Nieto has been criticised, especially from the left, by those who contend his reform programme is only benefiting a small elite at the expense of the majority.

Mexico for the first time is earning A-investment ratings from international credit rating agencies but his local popularity rankings have slipped.

Meade acknowledges that inequality is still a problem in Mexico as it is in Latin America in general.

But he said Mexico was one of the Organisation for Economic Co-operation and Development (OECD) countries that had been able to reduce inequality the most over the last four or five years.

“That trend will continue and will be fostered by the reforms. Because the idea behind the reforms is precisely to open up many of the elements that were previously in control of few, to be part of everyday life in Mexico.”

That was the spirit behind the anti-trust reform, behind the fiscal reform, which made the tax system more progressive; and behind the telecommunications and even energy reforms.

Nieto’s anti-trust reform made it harder for private companies to collude in setting prices.

The telecommunications reform has broken up the virtual monopoly on telephony which Carlos Slim, Mexico’s richest person and the world’s second-wealthiest, had enjoyed since the state telephone company was privatised two decades ago.

“In a way it was the large players in Mexico who were able to find ways to go around the inefficiencies within the energy sector,” Meade said. “And the fact that we have now moved into a better regulatory framework will allow for those benefits to be more widely spread.”

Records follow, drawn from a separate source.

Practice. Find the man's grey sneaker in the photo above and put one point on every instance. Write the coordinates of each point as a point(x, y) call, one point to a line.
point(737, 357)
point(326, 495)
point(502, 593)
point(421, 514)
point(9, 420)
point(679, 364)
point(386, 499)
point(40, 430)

And he said Nieto had also introduced social reforms, not only improving education but health care and unemployment benefits too. It had also introduced important political reforms to strengthen democratic institutions.

The sceptics are growing fewer but they still question whether Nieto will be able to implement his ambitious reforms.

Meade acknowledged that Nieto and the party had to pay a high political price for the reforms because they were broad and structural. And the returns on these investments were necessarily delayed.

“But I think that as the reforms start to work and we are beginning to see that in some of the numbers, the president is recuperating part of that political capital. And the country has moved towards generating better numbers and the reforms are starting to provide a positive result for Mexico and the Mexicans. We think that is what is striking in the case of Mexico is not the reforms that we did today, but the fact that we took so long in doing them.”

Meade also dismissed criticism that Nieto was not putting as much effort into fighting Mexico’s notorious and violent drug cartels as his predecessor, Felipe Calderon, had.

Meade said Nieto’s emphasis was different, relying more on intelligence and social programmes for the worst regions, but that he had achieved better results.

Drug violence had peaked in 2011 and had since decreased “quite dramatically”.

“Almost all of the heads of all the cartels have been dismantled with higher degree of use of intelligence... many of the cartel heads have been apprehended without a single shot being fired,” he said, referring particularly to Joaquin “El Chapo” Guzman, head of the Sinaloa cartel, and Miguel Angel Trevino Morales, head of Los Zetas cartel.

But Mexico still has much to do to solve the drug violence, as emerged last month when 43 students who were protesting against the links between the mayor of the city of Iguala and the local drug cartel disappeared.

Meade acknowledged such pockets of drug violence still plagued the country.

The federal government was doing all it could to find the students and to ensure action against any local government officials involved. Already 22 local police officers had been arrested.

A week after he spoke the country’s attorney-general issued arrest warrants for Iguala mayor Jose Luis Abarca, saying he was suspected of having arrested the students and handing them over to the drug cartel.

Meade said that Mexico and South Africa faced many similar challenges, including poverty, inequality and how to design public policy to address those challenges.

He agreed that Mexico’s reforms of the energy industry, the labour market and education were critical to South Africa as they were to Mexico.

“And we are willing to share to see if South Africa finds value in that,” he said.